Friday, February 1, 2013

NOTRE-DAME DE PARIS by VICTOR HUGO


This is a morality tale of what happens when Love is consumed by Desire and Passions which take it outside the bounds and ends up killing it and all those around.

The English translation that first came out introduced the misleading title of "Hunchback" into the English speaking world when the more appropriate title of the original focuses on the play between Our-Lady and the Building of  Notre-Dame which was in a state of abject neglected disrepair at the time of the Novel.The resulting publication of the Novel helped cement a campaign for the proper restorative  maintenance of the building which we can all enjoy today.

The work itself was written by a young Victor not even thirty years old in a tight deadline of only five months.Like Dostoyevsky years later with the manuscript of "The Idiot" , high pressure working to a deadline and barely staving of debts meant Victor had to work from memory as the only drafts had been given to his increasingly impatient publishing commissioner.This has resulted in some giving unfair criticism about some of the alleged unevenness of the published Book , this is unreasonable giving the constraints Victor was under and what should be observed in this unique revolutionary grand narrative Novel is the flow, drama, comedy and ever-maturing genius that came out of so diminishing  of deeply trying circumstances in what was always going to be a forced venture without any opportunity to review , redraft or work over already submitting installments.

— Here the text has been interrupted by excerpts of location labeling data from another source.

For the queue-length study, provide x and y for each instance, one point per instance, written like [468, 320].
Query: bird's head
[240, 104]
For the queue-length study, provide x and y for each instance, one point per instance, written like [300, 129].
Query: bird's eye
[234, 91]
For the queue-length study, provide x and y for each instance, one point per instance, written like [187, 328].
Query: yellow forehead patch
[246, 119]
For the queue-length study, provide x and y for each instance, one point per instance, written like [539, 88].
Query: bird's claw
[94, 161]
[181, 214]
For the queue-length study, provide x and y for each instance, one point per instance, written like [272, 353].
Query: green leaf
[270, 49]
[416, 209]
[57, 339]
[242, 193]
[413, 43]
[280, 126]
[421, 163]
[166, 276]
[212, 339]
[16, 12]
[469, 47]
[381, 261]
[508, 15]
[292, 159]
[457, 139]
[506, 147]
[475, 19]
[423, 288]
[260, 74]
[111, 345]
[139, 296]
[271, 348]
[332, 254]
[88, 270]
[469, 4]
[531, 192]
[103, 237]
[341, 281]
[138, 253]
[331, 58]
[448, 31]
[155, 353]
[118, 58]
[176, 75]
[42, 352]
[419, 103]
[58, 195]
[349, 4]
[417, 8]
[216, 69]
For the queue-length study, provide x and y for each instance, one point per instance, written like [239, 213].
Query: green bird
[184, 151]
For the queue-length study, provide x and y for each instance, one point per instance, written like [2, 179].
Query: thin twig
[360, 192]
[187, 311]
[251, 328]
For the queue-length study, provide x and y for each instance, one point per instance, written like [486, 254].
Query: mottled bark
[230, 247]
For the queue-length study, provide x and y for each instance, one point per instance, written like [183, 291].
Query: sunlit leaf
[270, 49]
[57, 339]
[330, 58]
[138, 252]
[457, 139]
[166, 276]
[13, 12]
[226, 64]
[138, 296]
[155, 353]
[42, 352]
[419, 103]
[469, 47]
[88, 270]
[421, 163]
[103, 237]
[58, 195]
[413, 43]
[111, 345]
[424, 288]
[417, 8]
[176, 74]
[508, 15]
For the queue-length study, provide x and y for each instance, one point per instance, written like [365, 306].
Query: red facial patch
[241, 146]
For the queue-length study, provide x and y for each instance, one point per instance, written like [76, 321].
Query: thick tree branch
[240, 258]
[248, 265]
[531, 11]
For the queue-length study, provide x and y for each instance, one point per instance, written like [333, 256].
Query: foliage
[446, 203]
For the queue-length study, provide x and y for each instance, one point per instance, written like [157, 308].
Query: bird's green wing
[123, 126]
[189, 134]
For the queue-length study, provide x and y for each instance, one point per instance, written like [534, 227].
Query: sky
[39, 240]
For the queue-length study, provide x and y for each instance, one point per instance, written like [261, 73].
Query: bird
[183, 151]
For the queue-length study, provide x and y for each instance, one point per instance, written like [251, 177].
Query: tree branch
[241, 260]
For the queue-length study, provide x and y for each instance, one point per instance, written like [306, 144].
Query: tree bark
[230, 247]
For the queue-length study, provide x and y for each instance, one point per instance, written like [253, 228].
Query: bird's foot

To this end is the development of Claude Frollo , all his loves are of great merit , passionately felt , virtuously honoured with great delicacy and sacrifice , yet when even one aspect of his love yields from caring , compassionate bonds to a possessive desire driven quest , all his love is destroyed , all his loves suffer enormously whilst he morally ossifies and degenerates into a mutated fiend before the readers eyes.One wonders if the study of the corrosive effects of love when it leads to consumptive  destruction via desire when it crosses the bonds of caring into obsession, moral decline and madness that bends the senses of Humanity that should be the bedrock of genuine love itself , given time , would have been developed at less frantic pace.

Many has misconstrued his detailed and nuances descriptions of the architecture as shabby attempts at fillers to flesh out the material.A better understanding would be the placing of the language of the great works of architecture being seen as a continuum from the early age of the Greeks through Romans to the Arts , Culture and crafts of France at a time in history when there was a great debate between aspects to retain and refresh from History or those to demolish in the name of progressive modernity from the days in the aftermath of the making of the Republic.Though his attitude to Religion can be summed up as "Clergy married to Nobility" he regarded landmarks such as Notre-Dame as part of the heritage of the People of France , well worth preserving for posterity.

A metaphor for his attitude is the equating the written Arts to the architecture of stone as a marriage that will cement the best elements of the past with the present.In the novel we have a manichean  conflict in which the fear is the printing press ( ultimately beholden to state hands) will destroy the beauty and poetic freedom of architecture , and ultimately the bonds holding People together.Whilst the written word can be suppressed at ant time , solid architecture would withstand brief historical flirtations.Victor is looking for values not to be subscribes in constitutions or pieces of easily disposable paper , but wants them etched in solid stone symbols and values architecture that will stand up for all timeThis article gives an indication of some of the themes.  

He saw the restoration of Notre-Dame , from the neglect of his time , as an extension of the evolution of classical values meshing into the best technical modern thinking of the past and present entering into the Hearts and Minds of Man.